Adaptive Experimentation at Scale: A Computational Framework for
Flexible Batches
- URL: http://arxiv.org/abs/2303.11582v4
- Date: Mon, 14 Aug 2023 23:33:28 GMT
- Title: Adaptive Experimentation at Scale: A Computational Framework for
Flexible Batches
- Authors: Ethan Che, Hongseok Namkoong
- Abstract summary: Motivated by practical instances involving a handful of reallocations in which outcomes are measured in batches, we develop an adaptive-driven experimentation framework.
Our main observation is that normal approximations, which are universal in statistical inference, can also guide the design of adaptive algorithms.

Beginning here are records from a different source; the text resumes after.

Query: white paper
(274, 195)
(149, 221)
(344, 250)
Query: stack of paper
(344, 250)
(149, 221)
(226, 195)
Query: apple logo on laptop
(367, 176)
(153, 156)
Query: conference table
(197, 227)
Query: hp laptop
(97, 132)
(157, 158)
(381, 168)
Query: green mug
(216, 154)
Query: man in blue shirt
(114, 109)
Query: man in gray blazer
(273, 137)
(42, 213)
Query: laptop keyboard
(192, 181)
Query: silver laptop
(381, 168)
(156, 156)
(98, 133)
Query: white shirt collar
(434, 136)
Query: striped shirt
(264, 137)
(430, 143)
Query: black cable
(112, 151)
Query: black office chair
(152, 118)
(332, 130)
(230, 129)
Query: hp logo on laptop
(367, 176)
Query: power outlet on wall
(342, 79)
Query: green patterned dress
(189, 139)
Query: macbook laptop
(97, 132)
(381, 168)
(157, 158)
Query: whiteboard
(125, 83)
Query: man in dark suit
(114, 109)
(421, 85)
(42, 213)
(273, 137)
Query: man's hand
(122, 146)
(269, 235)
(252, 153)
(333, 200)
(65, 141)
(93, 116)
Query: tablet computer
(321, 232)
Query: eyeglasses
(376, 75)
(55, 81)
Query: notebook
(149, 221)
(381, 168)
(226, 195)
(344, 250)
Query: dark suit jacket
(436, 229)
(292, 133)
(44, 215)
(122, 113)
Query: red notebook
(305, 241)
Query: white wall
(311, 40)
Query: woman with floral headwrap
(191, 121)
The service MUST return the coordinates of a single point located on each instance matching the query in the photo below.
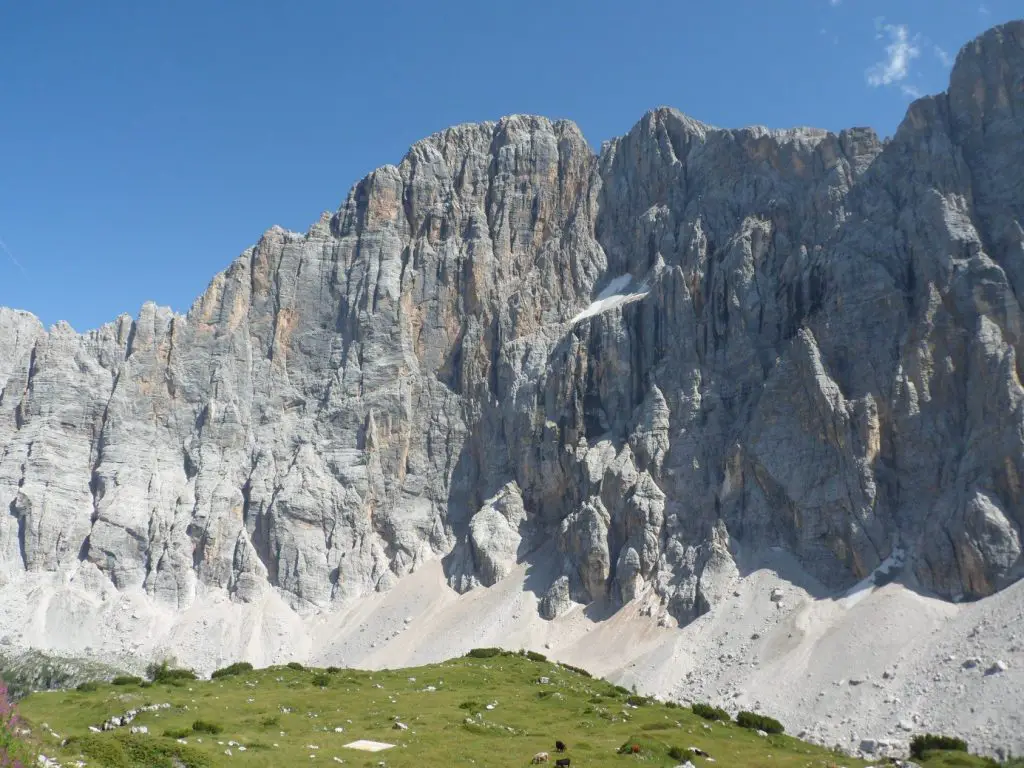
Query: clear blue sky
(144, 143)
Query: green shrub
(162, 672)
(643, 748)
(663, 726)
(754, 721)
(483, 652)
(577, 670)
(711, 713)
(236, 669)
(105, 752)
(205, 726)
(925, 741)
(125, 751)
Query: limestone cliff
(696, 343)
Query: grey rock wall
(801, 339)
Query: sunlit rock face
(692, 345)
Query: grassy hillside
(282, 716)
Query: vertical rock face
(697, 342)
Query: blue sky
(144, 144)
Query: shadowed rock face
(805, 339)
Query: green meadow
(495, 712)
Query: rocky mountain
(655, 360)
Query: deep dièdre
(812, 346)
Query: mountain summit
(639, 369)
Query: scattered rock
(996, 668)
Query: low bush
(205, 726)
(577, 670)
(754, 721)
(925, 741)
(12, 751)
(643, 748)
(236, 669)
(710, 713)
(162, 672)
(125, 751)
(483, 652)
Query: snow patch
(880, 577)
(614, 294)
(368, 745)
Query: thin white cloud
(900, 51)
(943, 56)
(14, 261)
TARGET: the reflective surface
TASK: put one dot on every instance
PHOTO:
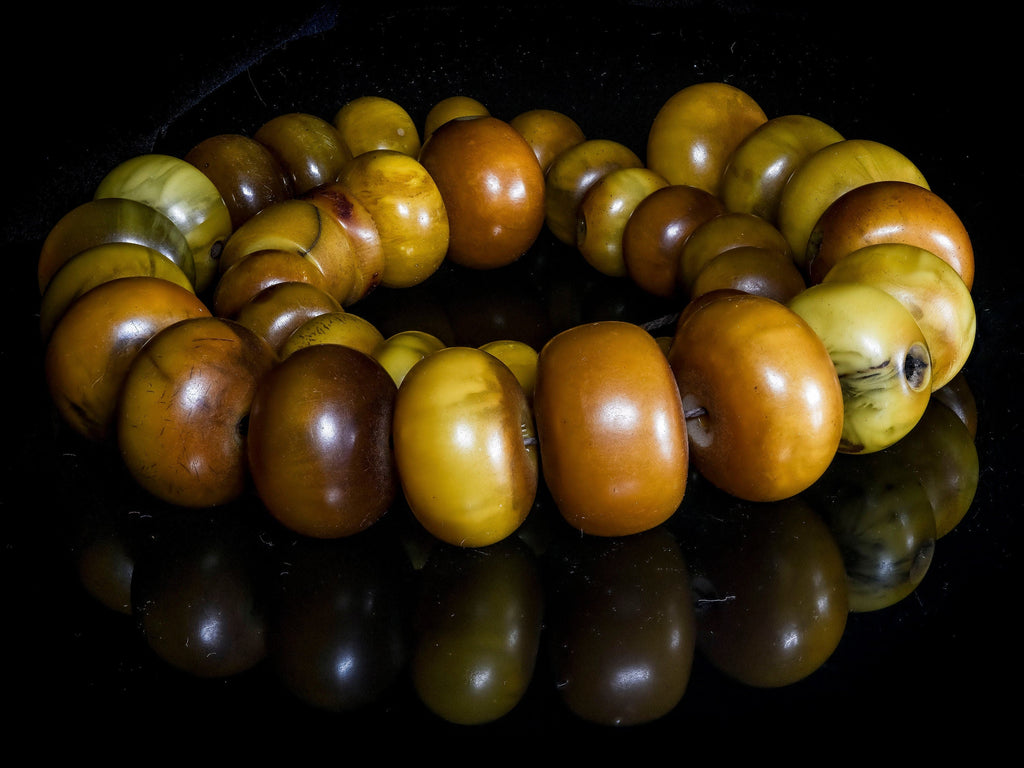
(931, 662)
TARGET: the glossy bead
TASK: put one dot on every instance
(403, 349)
(185, 196)
(246, 278)
(368, 123)
(825, 175)
(604, 211)
(930, 289)
(622, 629)
(756, 269)
(696, 130)
(182, 412)
(569, 176)
(762, 163)
(246, 173)
(880, 354)
(890, 212)
(299, 226)
(409, 211)
(92, 346)
(721, 233)
(336, 200)
(452, 108)
(773, 593)
(764, 402)
(334, 328)
(520, 358)
(278, 310)
(318, 446)
(113, 220)
(478, 621)
(656, 231)
(611, 429)
(465, 446)
(101, 264)
(493, 187)
(548, 132)
(307, 147)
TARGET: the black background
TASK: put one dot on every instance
(941, 668)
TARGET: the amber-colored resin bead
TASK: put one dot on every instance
(113, 220)
(548, 132)
(762, 163)
(298, 226)
(696, 130)
(604, 212)
(323, 465)
(612, 435)
(493, 187)
(336, 200)
(368, 123)
(656, 231)
(890, 212)
(308, 148)
(452, 108)
(181, 416)
(278, 310)
(245, 279)
(571, 173)
(245, 171)
(94, 343)
(827, 174)
(465, 446)
(101, 264)
(185, 196)
(756, 269)
(763, 398)
(334, 328)
(409, 210)
(721, 233)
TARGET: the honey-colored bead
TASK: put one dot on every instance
(101, 264)
(656, 231)
(181, 414)
(548, 132)
(335, 199)
(298, 226)
(754, 269)
(246, 173)
(604, 212)
(572, 173)
(696, 130)
(452, 108)
(409, 211)
(92, 346)
(930, 289)
(113, 220)
(185, 196)
(890, 212)
(308, 148)
(261, 269)
(881, 356)
(762, 163)
(827, 174)
(278, 310)
(722, 233)
(334, 328)
(369, 123)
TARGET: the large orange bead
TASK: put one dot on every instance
(493, 186)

- Score: 7.390918770007728
- License: http://arxiv.org/licenses/nonexclusive-distrib/1.0/
- Abstract: Standard bandit algorithms that assume continual reallocation of measurement
effort are challenging to implement due to delayed feedback and
infrastructural/organizational difficulties. Motivated by practical instances
involving a handful of reallocation epochs in which outcomes are measured in
batches, we develop a computation-driven adaptive experimentation framework
that can flexibly handle batching. Our main observation is that normal
approximations, which are universal in statistical inference, can also guide
the design of adaptive algorithms. By deriving a Gaussian sequential
experiment, we formulate a dynamic program that can leverage prior information
on average rewards. Instead of the typical theory-driven paradigm, we leverage
computational tools and empirical benchmarking for algorithm development. In
particular, our empirical analysis highlights a simple yet effective algorithm,
Residual Horizon Optimization, which iteratively solves a planning problem
using stochastic gradient descent. Our approach significantly improves
statistical power over standard methods, even when compared to Bayesian bandit
algorithms (e.g., Thompson sampling) that require full distributional knowledge
of individual rewards. Overall, we expand the scope of adaptive experimentation
to settings that are difficult for standard methods, involving limited
adaptivity, low signal-to-noise ratio, and unknown reward distributions.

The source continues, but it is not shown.